There are some other problems with learning disabled people going out to see the arts. The internet Not everyone has a computer or the internet, and not everyone knows how to use it. How will people find out what is going on and what they would like to see? Most places now want people to book tickets online – which might not be accessible. Are venues going to start sending out paper flyers and brochures again? How do we get back in touch with people after the lockdowns? People might need to phone up to book a ticket. Will book offices reopen? Paying Not all learning disabled people have a debit card or can do a contactless payment. Many people still use cash. This has been difficult in the lockdown as lots of places stopped taking cash. Will venues still have a box office or the opportunity to buy a ticket with cash Support Because of the pandemic many people have had cuts in their care support. This can make it difficult for some people to attend events or get the support they need to find out about what’s on or book a ticket. Another problem can be finding someone to go to events with. Even if you feel safe enough to go you might find it difficult to find a friend to go with if they don’t feel safe. Transport can be difficult if people don’t feel safe on busy buses or if they don’t have the support they usually have to get to venues. This is also important when people need to get home after the event if it is late. Following the rules Some people live in residential homes and they have been more strict about what people are allowed to do. They have rules or do risk assessments that people have to follow and that can mean that people can’t go to places that are busy. There has been a bigger problem with the guidance from the government. Sometimes it has been very confusing and learning disabled people can find it difficult to understand.

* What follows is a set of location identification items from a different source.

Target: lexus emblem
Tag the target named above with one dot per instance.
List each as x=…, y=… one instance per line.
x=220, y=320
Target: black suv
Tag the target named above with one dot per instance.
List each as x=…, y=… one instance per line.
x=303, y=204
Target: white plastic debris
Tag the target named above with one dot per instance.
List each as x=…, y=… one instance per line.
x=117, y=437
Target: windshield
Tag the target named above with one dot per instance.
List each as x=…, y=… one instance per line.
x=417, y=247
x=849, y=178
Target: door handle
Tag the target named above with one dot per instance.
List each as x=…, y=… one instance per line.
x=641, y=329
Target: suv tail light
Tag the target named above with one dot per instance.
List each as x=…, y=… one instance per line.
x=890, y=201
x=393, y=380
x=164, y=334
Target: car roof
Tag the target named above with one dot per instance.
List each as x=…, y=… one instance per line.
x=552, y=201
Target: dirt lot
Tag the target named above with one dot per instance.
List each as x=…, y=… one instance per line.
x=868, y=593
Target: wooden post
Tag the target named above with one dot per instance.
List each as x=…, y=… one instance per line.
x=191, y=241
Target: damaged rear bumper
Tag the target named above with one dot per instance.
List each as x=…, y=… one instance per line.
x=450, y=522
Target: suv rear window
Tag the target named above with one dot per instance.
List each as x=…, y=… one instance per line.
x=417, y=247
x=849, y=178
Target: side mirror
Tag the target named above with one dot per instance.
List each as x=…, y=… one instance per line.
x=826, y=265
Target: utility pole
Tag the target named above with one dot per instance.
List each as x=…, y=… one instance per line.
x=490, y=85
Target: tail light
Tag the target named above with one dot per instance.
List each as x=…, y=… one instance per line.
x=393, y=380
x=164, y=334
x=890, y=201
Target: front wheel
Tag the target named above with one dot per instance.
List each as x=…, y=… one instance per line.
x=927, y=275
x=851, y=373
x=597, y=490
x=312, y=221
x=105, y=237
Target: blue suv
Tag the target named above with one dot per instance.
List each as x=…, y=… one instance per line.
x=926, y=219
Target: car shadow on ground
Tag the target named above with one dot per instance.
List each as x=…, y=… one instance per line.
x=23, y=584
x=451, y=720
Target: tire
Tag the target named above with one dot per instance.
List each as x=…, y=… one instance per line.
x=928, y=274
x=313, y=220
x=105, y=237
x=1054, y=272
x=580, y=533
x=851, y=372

Testing Some venues might ask that people do a Lateral Flow Test before coming to an event. This can be very difficult for some people to do and they might not be clear about the results. Again not everyone will have the support they need to do this. I hope that venues and arts organisations will make sure they think about learning disabled people when they are planning to open up. I hope that we can find simple solutions that will help learning disabled people feel confident to come back to the arts.